The assistant mechanical and aerospace engineering professor is trying to figure out how long it takes the toxic chemicals from weapons of mass destruction to break down after they’ve been destroyed with bombs.

Quick disclaimer: He doesn’t have any toxic chemicals or bombs on campus. Vasu studies nontoxic materials that share similar chemical structures as some of their toxic cousins such as sarin, a type of nerve gas. These cousins are called simulants and are safe, he said.

“It’s critical to understand how much explosives to use and what kind of effect it is going to have,” Vasu said of destroying caches of chemical weapons. “Imagine if you found a stockpile in a building in the middle of a city. You don’t want to destroy the city in the process of trying to keep people safe from the weapons. That’s where my work comes in.”
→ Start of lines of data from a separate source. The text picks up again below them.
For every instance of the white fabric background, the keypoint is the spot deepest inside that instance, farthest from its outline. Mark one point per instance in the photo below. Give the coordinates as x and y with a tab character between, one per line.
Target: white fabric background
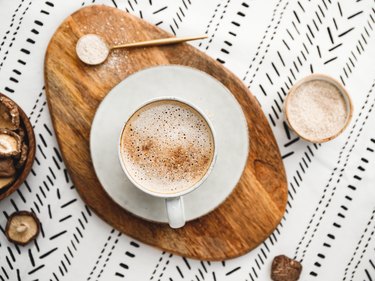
329	223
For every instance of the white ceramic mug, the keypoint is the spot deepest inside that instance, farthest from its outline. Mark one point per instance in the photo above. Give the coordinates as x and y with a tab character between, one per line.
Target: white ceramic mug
173	201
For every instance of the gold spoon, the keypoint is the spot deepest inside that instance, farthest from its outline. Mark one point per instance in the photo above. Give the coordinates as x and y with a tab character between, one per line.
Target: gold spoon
93	50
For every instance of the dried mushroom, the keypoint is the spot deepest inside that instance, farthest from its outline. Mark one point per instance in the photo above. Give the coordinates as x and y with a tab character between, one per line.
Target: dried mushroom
7	168
10	143
9	114
285	269
6	181
21	133
22	227
23	156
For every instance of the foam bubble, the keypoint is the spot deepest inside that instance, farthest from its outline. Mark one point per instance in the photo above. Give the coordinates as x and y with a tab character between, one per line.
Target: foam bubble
167	146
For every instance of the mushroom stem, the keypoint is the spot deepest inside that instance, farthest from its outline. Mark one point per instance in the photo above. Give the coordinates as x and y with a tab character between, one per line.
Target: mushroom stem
22	228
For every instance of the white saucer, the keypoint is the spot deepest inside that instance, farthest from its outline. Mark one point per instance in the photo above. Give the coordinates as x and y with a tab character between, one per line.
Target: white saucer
196	87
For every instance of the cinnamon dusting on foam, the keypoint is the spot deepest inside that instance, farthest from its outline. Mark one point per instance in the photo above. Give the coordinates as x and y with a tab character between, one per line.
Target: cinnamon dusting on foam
167	146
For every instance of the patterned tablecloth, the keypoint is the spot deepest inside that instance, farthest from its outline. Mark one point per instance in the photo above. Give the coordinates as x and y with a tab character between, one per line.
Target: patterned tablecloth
330	220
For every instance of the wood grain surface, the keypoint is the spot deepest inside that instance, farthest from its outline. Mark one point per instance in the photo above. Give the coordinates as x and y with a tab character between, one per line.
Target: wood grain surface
74	91
30	141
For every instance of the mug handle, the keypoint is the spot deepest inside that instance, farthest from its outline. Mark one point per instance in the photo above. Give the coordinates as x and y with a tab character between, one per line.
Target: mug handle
175	211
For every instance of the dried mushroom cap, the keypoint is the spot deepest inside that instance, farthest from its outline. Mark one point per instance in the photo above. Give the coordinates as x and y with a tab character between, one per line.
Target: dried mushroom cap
5	182
9	114
10	143
7	168
23	156
21	133
285	269
22	227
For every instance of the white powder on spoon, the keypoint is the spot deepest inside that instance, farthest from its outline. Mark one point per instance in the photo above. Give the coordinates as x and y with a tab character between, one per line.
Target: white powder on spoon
317	110
91	49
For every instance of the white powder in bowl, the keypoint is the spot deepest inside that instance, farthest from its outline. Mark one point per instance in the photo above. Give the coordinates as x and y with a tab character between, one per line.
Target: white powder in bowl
317	110
91	49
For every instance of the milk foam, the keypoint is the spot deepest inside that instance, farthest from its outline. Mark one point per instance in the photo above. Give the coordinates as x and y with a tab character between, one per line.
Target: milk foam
167	146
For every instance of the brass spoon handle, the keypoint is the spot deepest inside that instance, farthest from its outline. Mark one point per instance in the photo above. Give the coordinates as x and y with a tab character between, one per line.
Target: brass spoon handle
158	42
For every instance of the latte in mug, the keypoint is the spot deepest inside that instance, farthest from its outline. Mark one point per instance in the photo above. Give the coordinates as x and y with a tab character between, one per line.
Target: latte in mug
167	146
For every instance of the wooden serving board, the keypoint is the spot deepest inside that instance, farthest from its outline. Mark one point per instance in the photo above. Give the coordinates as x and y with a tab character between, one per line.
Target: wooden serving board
74	91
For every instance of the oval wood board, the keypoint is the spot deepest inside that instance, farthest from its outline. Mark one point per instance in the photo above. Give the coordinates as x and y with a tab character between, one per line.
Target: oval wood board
75	90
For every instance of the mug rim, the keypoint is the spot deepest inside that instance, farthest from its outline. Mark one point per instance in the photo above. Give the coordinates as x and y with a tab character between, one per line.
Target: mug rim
160	194
343	92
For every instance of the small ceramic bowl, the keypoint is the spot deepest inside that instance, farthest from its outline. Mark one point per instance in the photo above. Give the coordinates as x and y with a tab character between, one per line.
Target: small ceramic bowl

In his lab, Vasu uses a shock tube to mimic the quick high pressure and temperatures a bomb would have on the simulant. He places a sample of the chemical in one chamber and then sends in a shock wave. Using infrared laser-absorption spectroscopy he can track the decomposition of the original chemical so he can see how it happens and how long it takes for the chemical to break down to its base elements.

It’s information the U.S. Defense Threat Reduction Agency wants so it can create computer simulations. The agency, which falls under the Department of Defense, was formed in 2005 and its mission is to “keep weapons of mass destruction out of the hands of terrorists and other enemies by locking down, monitoring, and destroying weapons and weapons-related materials.”

The agency recently recognized Vasu with a 2015 DTRA Young Investigator Award to start his research.

“It’s good to be part of this important program,” Vasu said. “My research at this moment in time is quite relevant given the terrorists groups out there and our need to keep our world, our families safe.”

The duration of the initial award is three years with an option for two additional years.

Vasu has earned several grants in the past year, including a grant from the U.S. Department of Energy to investigate using supercritical CO2, a fluid state of carbon dioxide, in power plants instead of steam. He also earned a 2015 American Chemical Society’s Doctoral New Investigator Award to study the chemical kinetics of gasoline mixtures used in car engines.